There were some limitations to this meta-analysis. First, some MBC patients received chemotherapy or endocrinotherapy of varying strategies before blood was sampled for CTC detection; this may have caused heterogeneity in the results among patients. Second, our meta-analysis was based on published literature; thus, individual patient data could not be obtained, which could have further improved the accuracy of our results. Third, some of our data analyses were based on relatively small numbers of patients because of missing information in several studies. This was particularly true for the analysis of the association between CTC number and treatment response, the results for which showed significant heterogeneity. Fourth, more than 85 % of the studies included in this meta-analysis were conducted in the USA or Europe, which could have generated publication bias.

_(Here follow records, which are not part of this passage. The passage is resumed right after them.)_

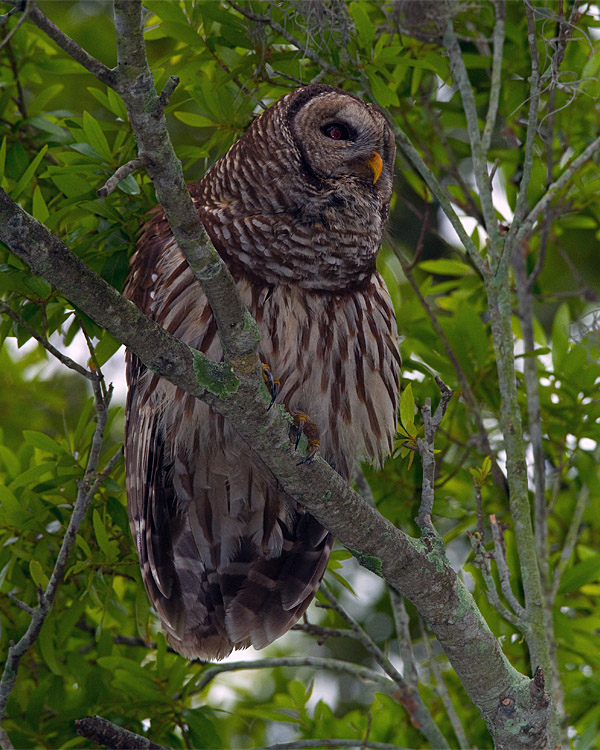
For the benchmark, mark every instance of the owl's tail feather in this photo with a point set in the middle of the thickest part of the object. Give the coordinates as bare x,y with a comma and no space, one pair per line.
253,600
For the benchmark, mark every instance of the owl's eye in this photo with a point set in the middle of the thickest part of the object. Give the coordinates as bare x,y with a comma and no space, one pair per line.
337,131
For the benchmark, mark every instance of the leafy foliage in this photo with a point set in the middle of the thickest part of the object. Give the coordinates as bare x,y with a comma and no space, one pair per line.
63,135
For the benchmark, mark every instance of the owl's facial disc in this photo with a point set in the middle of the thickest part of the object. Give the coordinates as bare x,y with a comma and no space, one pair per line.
341,137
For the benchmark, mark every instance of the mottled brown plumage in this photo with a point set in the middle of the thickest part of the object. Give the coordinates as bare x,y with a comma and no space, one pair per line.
296,209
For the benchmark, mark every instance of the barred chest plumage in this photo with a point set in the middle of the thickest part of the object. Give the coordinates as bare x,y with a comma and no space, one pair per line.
296,210
336,356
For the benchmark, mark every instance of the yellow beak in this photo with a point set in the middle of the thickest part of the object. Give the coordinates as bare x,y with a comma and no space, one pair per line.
376,164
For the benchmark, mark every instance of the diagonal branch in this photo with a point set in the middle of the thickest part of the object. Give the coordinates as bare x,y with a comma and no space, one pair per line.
237,330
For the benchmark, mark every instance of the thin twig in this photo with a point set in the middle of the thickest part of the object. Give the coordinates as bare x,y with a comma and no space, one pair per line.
402,622
406,146
100,731
482,561
532,125
67,361
503,571
426,449
496,77
570,540
168,89
17,26
466,389
74,50
461,78
527,225
122,172
278,28
442,691
530,371
316,662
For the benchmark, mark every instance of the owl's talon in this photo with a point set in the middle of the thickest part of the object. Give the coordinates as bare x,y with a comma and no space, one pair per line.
311,452
305,426
273,386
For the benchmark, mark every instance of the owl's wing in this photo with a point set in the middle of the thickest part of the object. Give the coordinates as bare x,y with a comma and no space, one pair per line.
227,558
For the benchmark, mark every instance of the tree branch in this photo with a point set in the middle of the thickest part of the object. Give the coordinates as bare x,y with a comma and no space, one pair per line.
98,69
527,225
100,731
134,82
316,662
405,562
407,694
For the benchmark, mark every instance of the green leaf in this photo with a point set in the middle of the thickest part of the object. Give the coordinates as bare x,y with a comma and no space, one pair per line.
108,548
407,410
28,174
363,24
129,185
587,571
96,137
33,475
37,573
106,348
446,267
43,442
39,209
47,641
560,336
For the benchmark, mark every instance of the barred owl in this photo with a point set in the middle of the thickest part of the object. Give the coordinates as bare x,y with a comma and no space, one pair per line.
296,209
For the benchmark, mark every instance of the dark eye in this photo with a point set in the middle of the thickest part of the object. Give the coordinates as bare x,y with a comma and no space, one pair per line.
337,131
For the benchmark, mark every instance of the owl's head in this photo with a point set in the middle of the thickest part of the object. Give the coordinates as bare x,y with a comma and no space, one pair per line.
302,197
340,136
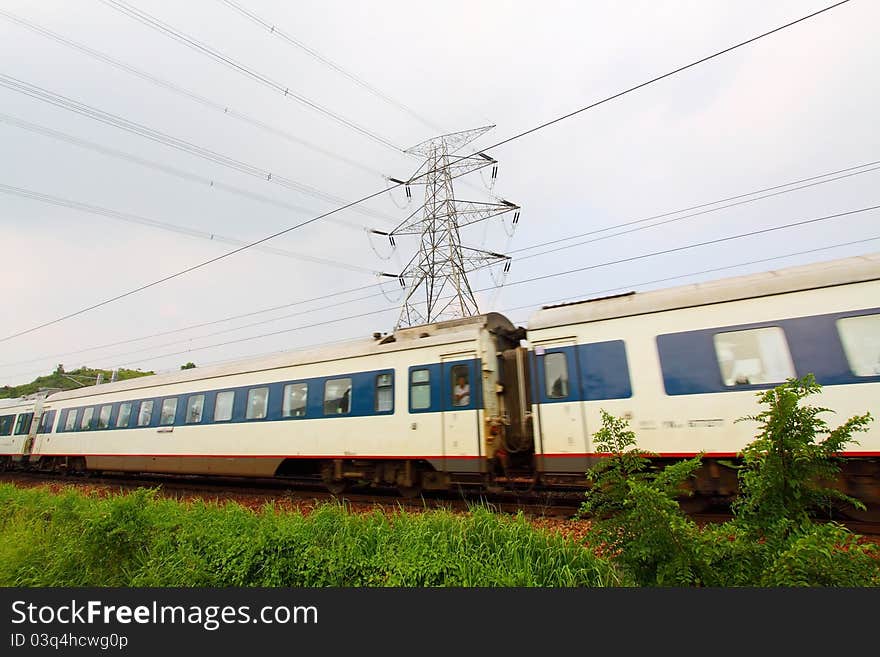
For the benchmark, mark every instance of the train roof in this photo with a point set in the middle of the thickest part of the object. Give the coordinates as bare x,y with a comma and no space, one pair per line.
436,334
791,279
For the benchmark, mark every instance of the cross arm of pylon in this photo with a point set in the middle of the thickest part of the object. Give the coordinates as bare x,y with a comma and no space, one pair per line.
453,141
465,213
456,169
474,259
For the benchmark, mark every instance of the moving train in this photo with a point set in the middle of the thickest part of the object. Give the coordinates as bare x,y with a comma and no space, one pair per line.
481,402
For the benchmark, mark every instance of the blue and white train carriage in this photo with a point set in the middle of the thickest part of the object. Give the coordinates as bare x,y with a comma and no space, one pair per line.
418,408
464,402
684,363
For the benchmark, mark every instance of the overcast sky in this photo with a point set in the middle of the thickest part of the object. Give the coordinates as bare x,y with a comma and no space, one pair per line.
800,103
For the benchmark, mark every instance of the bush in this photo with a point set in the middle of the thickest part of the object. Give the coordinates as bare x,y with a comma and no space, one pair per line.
141,540
771,540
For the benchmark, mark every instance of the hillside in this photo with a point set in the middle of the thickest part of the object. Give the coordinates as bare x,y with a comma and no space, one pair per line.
59,379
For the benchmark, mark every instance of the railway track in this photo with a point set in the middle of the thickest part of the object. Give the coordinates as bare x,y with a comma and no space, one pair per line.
534,503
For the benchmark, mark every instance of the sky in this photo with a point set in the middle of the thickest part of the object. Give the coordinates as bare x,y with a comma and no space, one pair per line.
89,211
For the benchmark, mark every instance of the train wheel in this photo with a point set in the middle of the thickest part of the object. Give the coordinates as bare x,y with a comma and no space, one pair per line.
335,486
409,492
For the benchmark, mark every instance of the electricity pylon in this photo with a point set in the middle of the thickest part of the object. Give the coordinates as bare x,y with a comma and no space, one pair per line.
436,277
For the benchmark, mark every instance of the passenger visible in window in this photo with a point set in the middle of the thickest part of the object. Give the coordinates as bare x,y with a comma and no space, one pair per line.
461,393
559,388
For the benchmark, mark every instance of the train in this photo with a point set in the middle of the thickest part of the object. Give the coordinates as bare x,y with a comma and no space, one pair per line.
480,402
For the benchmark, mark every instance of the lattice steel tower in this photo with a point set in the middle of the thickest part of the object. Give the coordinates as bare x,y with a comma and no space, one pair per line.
436,277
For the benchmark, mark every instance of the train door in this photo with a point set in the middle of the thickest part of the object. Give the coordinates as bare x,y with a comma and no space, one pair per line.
460,397
563,439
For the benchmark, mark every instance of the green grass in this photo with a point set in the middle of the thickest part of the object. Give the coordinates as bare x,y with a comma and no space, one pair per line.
138,539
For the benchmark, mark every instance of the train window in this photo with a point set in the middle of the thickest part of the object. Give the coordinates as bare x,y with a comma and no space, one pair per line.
124,415
754,356
223,406
145,415
46,422
295,397
87,415
420,389
337,396
384,393
70,422
104,416
23,425
861,343
556,375
461,385
169,410
195,406
258,401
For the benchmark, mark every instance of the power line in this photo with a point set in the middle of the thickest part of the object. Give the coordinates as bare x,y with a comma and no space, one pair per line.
189,269
377,285
182,230
662,77
173,171
200,325
706,205
190,42
687,216
606,291
532,280
155,135
217,106
395,185
588,295
274,30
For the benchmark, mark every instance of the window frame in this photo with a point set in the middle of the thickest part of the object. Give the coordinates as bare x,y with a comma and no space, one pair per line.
86,417
286,410
389,386
548,385
129,405
413,385
847,345
247,406
189,407
100,414
71,420
223,393
785,356
19,428
453,378
349,389
149,404
162,416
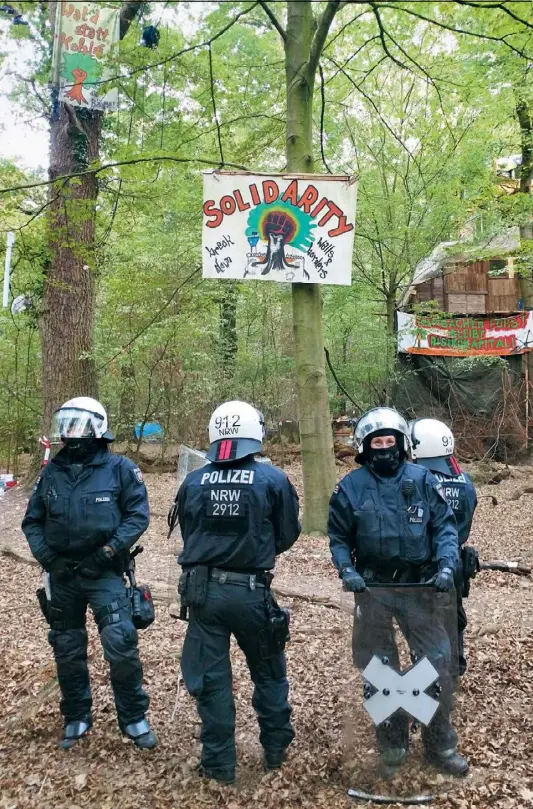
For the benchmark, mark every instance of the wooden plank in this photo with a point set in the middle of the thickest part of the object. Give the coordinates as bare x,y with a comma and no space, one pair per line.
454,279
475,303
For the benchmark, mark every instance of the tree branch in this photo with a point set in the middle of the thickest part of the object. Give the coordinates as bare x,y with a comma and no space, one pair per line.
322,111
382,35
321,33
213,102
184,50
455,30
134,161
273,19
498,6
344,27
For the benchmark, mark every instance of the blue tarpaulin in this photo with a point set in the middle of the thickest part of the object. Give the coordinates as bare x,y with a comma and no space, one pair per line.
151,431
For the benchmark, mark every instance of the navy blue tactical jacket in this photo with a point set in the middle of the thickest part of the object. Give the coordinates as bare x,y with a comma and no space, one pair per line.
373,524
460,493
237,516
69,515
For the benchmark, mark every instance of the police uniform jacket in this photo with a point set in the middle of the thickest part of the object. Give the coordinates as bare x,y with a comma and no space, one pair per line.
72,513
460,493
237,516
374,524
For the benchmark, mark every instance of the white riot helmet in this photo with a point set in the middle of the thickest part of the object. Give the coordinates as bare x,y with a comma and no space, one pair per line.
433,445
81,417
236,429
382,420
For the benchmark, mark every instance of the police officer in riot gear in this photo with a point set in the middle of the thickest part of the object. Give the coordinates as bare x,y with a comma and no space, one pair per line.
86,511
390,524
433,445
236,515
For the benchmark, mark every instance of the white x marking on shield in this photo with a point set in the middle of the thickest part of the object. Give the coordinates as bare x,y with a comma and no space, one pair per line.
405,691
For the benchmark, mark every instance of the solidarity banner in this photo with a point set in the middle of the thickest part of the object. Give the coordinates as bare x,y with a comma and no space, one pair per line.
465,336
296,228
83,38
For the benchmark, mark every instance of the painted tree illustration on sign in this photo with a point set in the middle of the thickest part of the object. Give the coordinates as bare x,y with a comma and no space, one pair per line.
280,224
84,69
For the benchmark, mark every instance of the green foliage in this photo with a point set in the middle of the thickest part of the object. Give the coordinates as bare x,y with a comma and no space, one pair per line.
421,123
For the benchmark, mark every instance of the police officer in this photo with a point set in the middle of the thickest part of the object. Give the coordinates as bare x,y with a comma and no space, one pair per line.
433,445
86,510
389,523
236,515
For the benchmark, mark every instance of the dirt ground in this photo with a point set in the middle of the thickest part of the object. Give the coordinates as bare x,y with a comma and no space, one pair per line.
493,714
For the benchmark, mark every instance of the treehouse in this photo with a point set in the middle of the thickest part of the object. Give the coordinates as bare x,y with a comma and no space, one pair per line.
469,281
464,340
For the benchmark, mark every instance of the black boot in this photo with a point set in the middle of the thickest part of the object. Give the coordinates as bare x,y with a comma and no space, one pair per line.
141,734
273,759
449,761
75,730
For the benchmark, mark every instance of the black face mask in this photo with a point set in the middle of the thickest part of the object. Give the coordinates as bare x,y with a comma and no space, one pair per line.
384,462
81,450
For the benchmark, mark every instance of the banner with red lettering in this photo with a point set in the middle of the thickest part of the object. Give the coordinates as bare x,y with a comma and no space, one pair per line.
291,228
465,336
83,38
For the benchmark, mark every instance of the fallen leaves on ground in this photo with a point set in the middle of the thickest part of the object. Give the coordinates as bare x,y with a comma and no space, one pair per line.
331,752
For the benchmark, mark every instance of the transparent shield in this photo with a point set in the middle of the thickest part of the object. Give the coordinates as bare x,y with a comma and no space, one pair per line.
400,696
188,460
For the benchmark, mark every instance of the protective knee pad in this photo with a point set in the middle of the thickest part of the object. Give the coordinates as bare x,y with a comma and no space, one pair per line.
68,644
119,641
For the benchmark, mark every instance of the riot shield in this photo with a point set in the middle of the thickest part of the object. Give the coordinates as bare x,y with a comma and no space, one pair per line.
399,709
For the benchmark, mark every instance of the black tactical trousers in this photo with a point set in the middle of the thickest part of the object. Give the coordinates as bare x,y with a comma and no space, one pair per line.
68,638
205,664
461,626
427,636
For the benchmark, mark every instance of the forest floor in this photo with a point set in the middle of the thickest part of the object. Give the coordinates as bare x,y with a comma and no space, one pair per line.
493,714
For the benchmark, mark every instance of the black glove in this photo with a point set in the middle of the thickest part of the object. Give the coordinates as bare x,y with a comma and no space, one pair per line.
94,565
352,581
443,581
61,569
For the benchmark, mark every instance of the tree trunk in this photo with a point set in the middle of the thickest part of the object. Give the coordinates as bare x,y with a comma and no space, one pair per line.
524,113
69,286
390,305
313,398
68,303
228,330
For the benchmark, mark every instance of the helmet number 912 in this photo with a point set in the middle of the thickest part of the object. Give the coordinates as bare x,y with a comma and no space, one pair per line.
227,422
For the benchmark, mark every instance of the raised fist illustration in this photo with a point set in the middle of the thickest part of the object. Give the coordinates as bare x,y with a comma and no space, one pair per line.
280,224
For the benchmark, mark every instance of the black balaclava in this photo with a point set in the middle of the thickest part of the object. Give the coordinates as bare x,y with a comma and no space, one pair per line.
82,450
384,462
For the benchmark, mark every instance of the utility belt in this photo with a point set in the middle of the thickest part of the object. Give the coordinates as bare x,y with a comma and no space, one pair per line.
137,597
470,566
397,574
192,589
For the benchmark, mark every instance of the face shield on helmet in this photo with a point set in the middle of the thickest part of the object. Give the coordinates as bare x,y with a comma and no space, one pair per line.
236,429
70,422
80,418
433,446
382,421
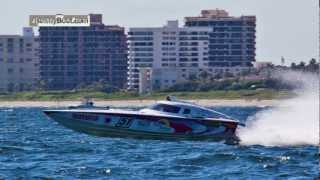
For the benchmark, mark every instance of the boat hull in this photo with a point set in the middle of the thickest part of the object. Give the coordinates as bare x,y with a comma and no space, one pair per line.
109,124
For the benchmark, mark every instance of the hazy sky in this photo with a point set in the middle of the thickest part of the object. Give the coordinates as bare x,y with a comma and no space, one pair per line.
288,28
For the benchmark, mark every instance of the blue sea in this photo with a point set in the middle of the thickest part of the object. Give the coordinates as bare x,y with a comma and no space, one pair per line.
35,147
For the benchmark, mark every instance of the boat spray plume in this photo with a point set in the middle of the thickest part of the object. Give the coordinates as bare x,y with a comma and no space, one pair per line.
291,122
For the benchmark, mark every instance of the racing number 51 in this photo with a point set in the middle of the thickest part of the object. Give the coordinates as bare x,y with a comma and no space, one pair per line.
124,123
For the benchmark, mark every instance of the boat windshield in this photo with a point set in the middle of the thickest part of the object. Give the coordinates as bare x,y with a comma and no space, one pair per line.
166,108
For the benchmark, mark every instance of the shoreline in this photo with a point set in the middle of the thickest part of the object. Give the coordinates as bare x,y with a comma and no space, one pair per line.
140,103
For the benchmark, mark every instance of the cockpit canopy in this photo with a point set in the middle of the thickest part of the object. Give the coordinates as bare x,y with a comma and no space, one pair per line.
187,110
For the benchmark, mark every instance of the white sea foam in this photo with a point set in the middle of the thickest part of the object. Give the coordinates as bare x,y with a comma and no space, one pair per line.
292,122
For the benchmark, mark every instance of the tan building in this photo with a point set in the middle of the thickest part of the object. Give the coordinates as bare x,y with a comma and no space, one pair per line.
18,61
154,79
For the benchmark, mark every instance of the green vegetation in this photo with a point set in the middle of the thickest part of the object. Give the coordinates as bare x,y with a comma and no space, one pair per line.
98,95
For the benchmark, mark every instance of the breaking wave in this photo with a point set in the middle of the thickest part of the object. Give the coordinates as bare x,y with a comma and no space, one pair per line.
292,122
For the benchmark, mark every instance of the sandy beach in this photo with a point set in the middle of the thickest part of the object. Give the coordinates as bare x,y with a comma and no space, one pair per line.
139,103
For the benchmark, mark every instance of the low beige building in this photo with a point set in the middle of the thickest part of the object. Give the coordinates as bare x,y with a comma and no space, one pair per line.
154,79
19,61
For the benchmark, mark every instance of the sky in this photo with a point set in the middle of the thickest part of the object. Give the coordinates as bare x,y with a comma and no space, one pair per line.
285,28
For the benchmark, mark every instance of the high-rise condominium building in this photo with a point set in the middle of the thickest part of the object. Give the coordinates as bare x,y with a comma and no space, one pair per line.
18,61
74,56
166,47
232,40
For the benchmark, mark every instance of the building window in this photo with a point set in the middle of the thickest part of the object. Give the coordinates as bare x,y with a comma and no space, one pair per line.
10,70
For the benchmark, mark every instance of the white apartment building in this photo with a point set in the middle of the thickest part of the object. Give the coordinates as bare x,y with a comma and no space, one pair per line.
168,47
18,61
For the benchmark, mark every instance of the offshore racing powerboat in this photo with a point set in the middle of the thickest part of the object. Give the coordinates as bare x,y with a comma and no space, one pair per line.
170,119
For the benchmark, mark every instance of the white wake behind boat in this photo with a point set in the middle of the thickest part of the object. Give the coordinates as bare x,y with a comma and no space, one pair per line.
170,119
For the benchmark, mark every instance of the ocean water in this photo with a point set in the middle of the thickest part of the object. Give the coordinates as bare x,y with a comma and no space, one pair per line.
35,147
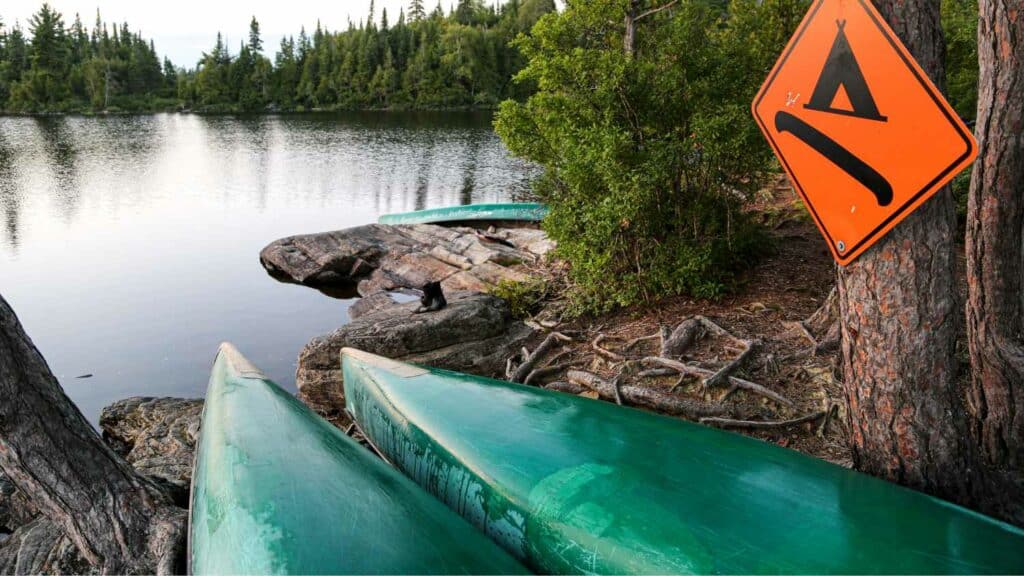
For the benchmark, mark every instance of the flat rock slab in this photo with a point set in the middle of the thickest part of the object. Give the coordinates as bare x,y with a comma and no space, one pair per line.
157,436
475,333
377,258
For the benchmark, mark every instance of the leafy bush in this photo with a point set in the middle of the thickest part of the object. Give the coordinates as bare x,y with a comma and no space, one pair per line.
649,157
523,297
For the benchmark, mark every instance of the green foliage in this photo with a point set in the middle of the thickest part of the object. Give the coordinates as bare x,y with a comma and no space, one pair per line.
524,297
960,25
649,157
429,60
60,69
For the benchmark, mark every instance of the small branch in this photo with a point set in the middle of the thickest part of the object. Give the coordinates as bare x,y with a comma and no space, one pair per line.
649,398
563,386
548,370
763,424
656,373
718,377
596,344
530,360
636,341
700,372
676,342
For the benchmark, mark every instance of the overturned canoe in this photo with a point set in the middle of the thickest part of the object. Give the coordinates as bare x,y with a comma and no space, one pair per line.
570,485
278,490
470,213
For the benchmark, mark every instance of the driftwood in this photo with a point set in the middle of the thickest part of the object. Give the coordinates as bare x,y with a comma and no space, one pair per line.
718,377
596,344
823,322
529,360
567,387
764,424
119,521
702,373
644,397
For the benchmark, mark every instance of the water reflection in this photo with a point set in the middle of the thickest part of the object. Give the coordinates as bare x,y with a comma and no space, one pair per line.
129,245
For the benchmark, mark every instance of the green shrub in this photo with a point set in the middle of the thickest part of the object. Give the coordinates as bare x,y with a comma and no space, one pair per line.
648,157
523,297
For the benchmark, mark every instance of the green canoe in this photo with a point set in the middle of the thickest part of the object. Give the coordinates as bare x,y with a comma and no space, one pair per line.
570,485
278,490
511,212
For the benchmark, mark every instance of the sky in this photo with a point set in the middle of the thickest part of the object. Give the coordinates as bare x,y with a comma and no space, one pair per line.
184,29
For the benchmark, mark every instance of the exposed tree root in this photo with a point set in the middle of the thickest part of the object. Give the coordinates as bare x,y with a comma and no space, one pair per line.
702,373
723,373
563,386
765,424
823,322
530,359
605,353
649,398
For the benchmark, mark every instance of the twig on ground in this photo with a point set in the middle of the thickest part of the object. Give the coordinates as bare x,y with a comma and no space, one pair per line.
718,377
702,373
615,383
763,424
530,360
548,370
567,387
636,341
596,344
649,398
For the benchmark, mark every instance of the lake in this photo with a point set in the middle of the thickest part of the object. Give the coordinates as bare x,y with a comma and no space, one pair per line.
129,246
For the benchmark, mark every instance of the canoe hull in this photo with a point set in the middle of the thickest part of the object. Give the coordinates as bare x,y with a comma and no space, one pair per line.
569,485
278,490
472,214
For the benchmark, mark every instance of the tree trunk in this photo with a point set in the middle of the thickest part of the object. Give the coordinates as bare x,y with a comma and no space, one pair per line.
995,258
119,521
629,39
899,324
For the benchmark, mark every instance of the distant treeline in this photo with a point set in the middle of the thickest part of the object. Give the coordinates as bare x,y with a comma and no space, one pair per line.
422,59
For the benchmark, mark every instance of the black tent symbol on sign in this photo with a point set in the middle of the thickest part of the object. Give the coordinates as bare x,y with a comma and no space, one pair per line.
842,70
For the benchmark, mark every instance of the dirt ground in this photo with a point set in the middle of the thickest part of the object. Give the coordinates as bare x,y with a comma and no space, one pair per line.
780,290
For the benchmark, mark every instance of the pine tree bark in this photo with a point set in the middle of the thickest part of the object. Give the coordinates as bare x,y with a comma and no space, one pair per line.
995,259
119,521
899,324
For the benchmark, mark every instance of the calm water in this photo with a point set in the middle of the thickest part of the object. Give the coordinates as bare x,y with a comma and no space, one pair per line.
129,247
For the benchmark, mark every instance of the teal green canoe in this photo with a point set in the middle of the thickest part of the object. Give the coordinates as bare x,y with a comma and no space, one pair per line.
571,485
278,490
509,212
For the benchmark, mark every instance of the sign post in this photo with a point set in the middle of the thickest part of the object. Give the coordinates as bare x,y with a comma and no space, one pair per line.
863,134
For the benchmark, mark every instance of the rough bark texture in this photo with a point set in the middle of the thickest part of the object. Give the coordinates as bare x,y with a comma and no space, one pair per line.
995,258
899,323
118,521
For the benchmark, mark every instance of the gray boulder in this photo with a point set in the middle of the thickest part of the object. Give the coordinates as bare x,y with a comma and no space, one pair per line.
157,436
475,333
15,509
377,258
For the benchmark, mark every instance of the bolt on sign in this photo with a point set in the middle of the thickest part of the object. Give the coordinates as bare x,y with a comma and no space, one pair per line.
863,134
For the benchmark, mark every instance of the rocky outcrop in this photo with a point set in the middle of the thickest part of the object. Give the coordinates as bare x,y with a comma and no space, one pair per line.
475,333
41,547
378,258
157,436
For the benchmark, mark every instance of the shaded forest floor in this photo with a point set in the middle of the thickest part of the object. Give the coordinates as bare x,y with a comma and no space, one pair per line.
778,292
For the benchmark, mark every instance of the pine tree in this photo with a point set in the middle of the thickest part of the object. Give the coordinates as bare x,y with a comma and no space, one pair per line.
255,42
417,11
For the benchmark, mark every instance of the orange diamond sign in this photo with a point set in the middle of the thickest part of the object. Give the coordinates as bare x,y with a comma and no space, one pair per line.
863,134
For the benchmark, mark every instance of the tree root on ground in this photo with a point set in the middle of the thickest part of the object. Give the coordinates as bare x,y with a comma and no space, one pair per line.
529,360
649,398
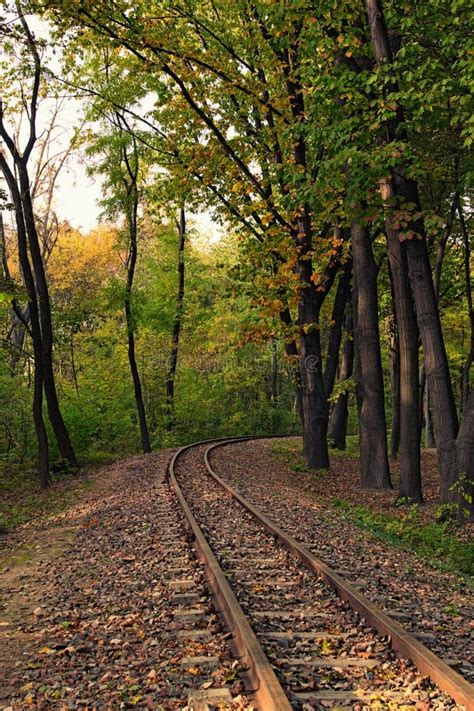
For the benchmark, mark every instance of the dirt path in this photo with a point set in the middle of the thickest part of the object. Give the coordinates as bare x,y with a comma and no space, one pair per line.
436,606
104,606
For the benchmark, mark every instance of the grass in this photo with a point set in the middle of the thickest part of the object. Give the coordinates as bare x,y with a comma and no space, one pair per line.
432,538
290,452
436,542
22,500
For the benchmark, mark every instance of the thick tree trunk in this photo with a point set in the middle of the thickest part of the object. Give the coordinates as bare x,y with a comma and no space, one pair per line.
375,473
178,318
130,321
335,334
429,434
54,413
340,411
410,465
436,362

In conclusion, the results of this meta-analysis further support the prognostic value of CTCs in MBC. Additionally, HER2 expression in the primary tumor, but not hormonal receptor expression in the primary tumor or TNBC, was associated with a greater CTC number. Furthermore, our results also suggested that a CTC number of ≥5 is associated with a worse treatment response. Moreover, several reports revealed that the CTC phenotype is not in accordance with that of the primary tumor and that CTCs with various phenotypes possess distinct metastatic potentials [36, 38]. Therefore, in consideration of the limitations of this study and to understand the clinical utility of CTC detection in breast cancer, large interventional or observational studies based on CTC subtypes should be performed in the future to generate more accurate results.